Overall, 8% of deficiency of ADA2 (DADA2) cases described have had a fatal outcome. Treatment of ADA2 deficiency-induced hyperinflammation and vasculitis may involve inhibition of effector molecules such as tumor necrosis factor and interleukin-1, but these treatments are only partially successful and may not treat the hematological defects. Because, at least in a subgroup of patients, the defect in hematopoiesis affects almost all lineages including immunodeficiency with hypogammaglobulinemia and T-cell function, HSCT has been considered as a treatment specifically for patients with this phenotype. Because DADA2 is a rare disease, experience with HSCT in a large series of patients is not available, although single case reports have been published.9 

Hashem et al now present data from 14 patients with DADA2 treated by HSCT in different centers. Almost all of the 14 patients transplanted had defects in the hematopoietic system as an indication for stem cell transplantation. The results of this treatment are remarkable. HSCT is able to not only cure the deficiency in hematopoiesis and immune function, as one might have expected, but also eliminate the vasculopathy. The results of this study are summarized as follows.

First, HSCT is the treatment of choice, especially for patients with primary hematological features of DADA2, and HSCT can cure all aspects of the disease. A total of 14/14 patients have been cured of their disease, including vasculopathy, and transplantation has been successful with respect to both engraftment and further clinical course. Second, probably because of the deficiency of DADA2 patients in both innate and specific immunity, graft failure did not occur and may enable reduced conditioning regimens, reducing short- and long-term toxicity. Third, matched allogeneic donors are the preferred donors of choice because siblings may have slight forms of the disease not easily detected. As a consequence, the use of sibling donors would require extensive genetic testing to ensure the donor is suitable.

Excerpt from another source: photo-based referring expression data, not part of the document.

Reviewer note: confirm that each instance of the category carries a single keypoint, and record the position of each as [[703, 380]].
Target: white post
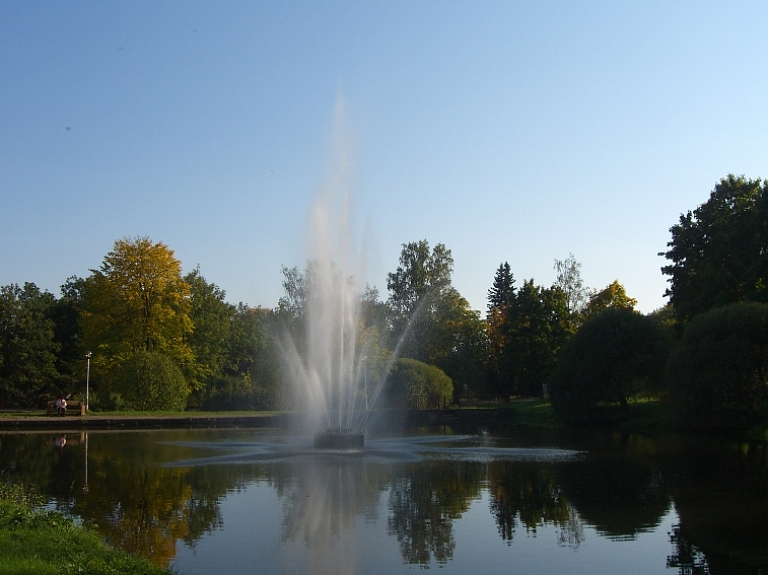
[[87, 378]]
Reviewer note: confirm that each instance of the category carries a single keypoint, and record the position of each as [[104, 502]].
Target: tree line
[[706, 352], [164, 340]]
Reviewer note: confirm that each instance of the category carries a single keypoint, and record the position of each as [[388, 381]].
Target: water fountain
[[329, 375]]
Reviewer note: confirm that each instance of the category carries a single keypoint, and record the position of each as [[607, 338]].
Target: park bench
[[73, 408]]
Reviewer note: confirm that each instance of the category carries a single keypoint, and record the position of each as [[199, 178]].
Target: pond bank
[[88, 422]]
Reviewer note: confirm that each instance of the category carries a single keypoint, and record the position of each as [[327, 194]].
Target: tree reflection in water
[[148, 491], [530, 494], [424, 500]]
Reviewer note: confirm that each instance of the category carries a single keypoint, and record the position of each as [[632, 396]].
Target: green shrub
[[717, 374], [617, 354], [150, 381], [416, 384]]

This landmark paper adds new information to the growing field of diseases that exhibit common phenotypes ranging from vasculopathy/hyperinflammation to hematopoietic and immune dysfunction as a consequence of a deregulated innate immune system. That all vasculopathy features can also be cured by reconstitution of a functional myeloid system suggests that, rather than a dysfunction of endothelial cells, a deregulated monocyte/macrophage function is the cause of even severe features such as stroke. Although in the future, gene therapy (eg, by gene editing) may become available, HSCT is currently the treatment of choice, at least for patients with the hematopoietic phenotype.

Conflict-of-interest disclosure: The author declares no competing financial interests.